When I was in 2nd grade, I was given a crew cut. I thought that was the most embarassing thing I’d ever go through.
Looking back, I realize that I should have been much more embarassed by my solution to the problem. I wore one of those yellow rain coat hats. The kind that have a hole cut out for the face. The teacher had no chance of talking me into removing it.
8th grade, academic honor roll field trip. We were at this park down the street from my middle school. A bunch of stupid 13 year old boy types were taking turns standing on one end of the seesaw, while the others pushed down on the other end and sent the boy flying. Christa Lind, the quietest girl in the school, decided to take a turn. She went up, her dress flew over her head, and she landed on her arm, with her undies exposed for all to see. I don’t know what was worse, the sight of her bone sagging down from her arm, or the humiliation she mst have felt for her underwear…
You know that guy in the year above, or the suburb away who go kicked in the nuts, and had to have one of them removed in primary school? Well I was that guy…cept I didn’t have it removed. Just operated on in Year 4. Didn’t actually give a shit a the time cause I was so popular no-one made fun of me. Only became an issue of insecurity when I became less popular in high school, and any sihn of weakness was big fo-pa…so I kept that one quiet.
I can’t remember if it was 4th or 5th grade but his name is Harry H.
He got up to sharpen a pencil. While he was sharpening he started shaking his leg. The boys were all watching him because we were in the middle if a game called “spike” where you punch people for some reason or another and were looking for him to screw up. On the trip back to his desk he gave his leg a few more shakes and stopped dead in his tracks up in front of the class.

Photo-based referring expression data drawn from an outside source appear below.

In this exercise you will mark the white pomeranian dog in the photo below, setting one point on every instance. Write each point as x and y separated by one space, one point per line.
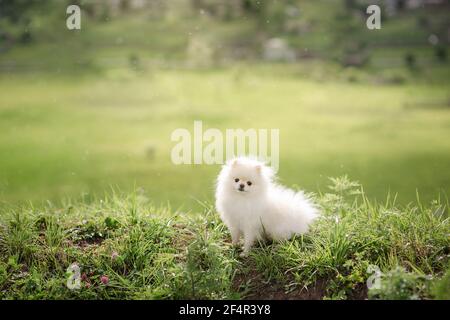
252 205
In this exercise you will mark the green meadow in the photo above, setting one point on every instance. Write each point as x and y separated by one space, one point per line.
65 137
86 175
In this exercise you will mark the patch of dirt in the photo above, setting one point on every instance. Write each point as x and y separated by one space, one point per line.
259 289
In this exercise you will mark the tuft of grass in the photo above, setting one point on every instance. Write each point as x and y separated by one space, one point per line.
126 248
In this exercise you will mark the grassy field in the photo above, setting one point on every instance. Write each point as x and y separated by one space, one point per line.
125 248
86 175
60 137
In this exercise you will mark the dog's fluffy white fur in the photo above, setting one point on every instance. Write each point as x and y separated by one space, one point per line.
252 205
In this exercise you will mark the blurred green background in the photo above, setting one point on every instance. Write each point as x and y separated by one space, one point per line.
84 111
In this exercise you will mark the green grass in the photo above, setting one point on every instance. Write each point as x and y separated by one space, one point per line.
149 252
62 137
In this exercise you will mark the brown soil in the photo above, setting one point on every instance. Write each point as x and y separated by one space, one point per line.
263 290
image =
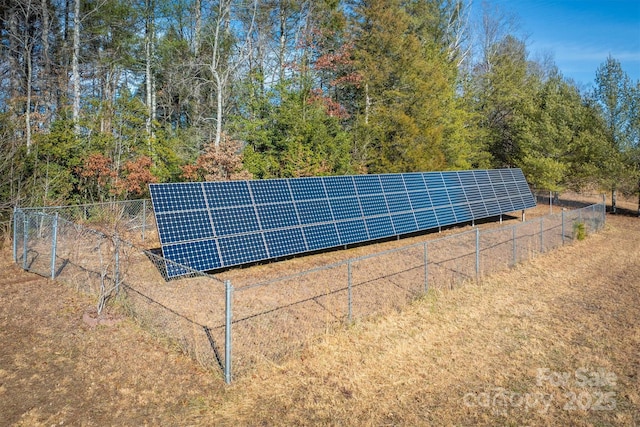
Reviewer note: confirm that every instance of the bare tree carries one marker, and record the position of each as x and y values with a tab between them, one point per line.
225	57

After a while the teacher asked him if he had a problem he said no. Some time goes by and the teacher asks again and he says no.
This situation starts to get strange and everyone stops what they are doing to give it full attention. It gets to the point where the teacher is ordering him to either sit down or go to the principal’s office. He decides to sit down but is dragging his foot leaving behind a smeared shit trail all over the floor.

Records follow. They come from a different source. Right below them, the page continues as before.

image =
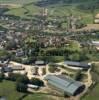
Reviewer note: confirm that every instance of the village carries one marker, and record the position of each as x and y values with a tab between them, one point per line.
47	54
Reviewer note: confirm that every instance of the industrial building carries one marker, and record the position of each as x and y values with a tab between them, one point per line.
81	65
65	85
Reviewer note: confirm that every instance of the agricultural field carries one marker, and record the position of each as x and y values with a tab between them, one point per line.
22	2
28	9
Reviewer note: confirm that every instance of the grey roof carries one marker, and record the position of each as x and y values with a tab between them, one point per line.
39	62
77	64
67	85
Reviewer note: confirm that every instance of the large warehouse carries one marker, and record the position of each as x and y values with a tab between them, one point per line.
65	85
78	64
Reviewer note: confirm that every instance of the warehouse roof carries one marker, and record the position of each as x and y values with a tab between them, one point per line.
67	85
77	64
39	62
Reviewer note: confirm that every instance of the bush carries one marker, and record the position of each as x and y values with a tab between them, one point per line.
21	87
23	79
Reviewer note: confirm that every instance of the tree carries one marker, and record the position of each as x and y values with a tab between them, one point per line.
36	81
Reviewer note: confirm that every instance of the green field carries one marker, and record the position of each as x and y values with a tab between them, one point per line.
7	89
16	1
29	9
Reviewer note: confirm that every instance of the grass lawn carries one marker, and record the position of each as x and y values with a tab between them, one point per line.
93	95
7	89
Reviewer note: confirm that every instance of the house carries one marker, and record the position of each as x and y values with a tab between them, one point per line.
95	43
32	86
96	20
7	69
1	70
39	63
65	85
17	67
79	65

The class collectively lost it. Although we remindid him about it often he seemed to get passed it with less damage than I would have expected.
…This didn’t happen to me, but I was a witness to it. My then-girlfriend, Rebecca, was over at my apartment a few years ago for the night. We were laying in bed, the TV was on. My cat, Beru, when she was younger and littler, loved to sleep on my chest, right underneath my chin. Beru was curled up there, and Rebecca decided that she wanted to lay her head there. So she places her hands gently on Beru’s hindquarters, and starts to lift. At this point, according to Rebecca, Beru let go with a fart that could end a marriage. It hit Rebecca full on in the face (then again, I guess Rebecca’s partly to blame for getting too close to Beru’s tush. Rebecca was so close that she actually had FART VAPOR MOISTURE on the cheeks and nose). I was oblivious to the whole thing initially. Beru’s butt was pointed away from me, and the smell hadn’t wafted over yet. So one minute everything’s okay, and the next Rebecca’s gagging and running to the bathroom to vomit. When I learned what happened (which I gathered from when I started to smell it), I laughed so hard I actually cracked a rib.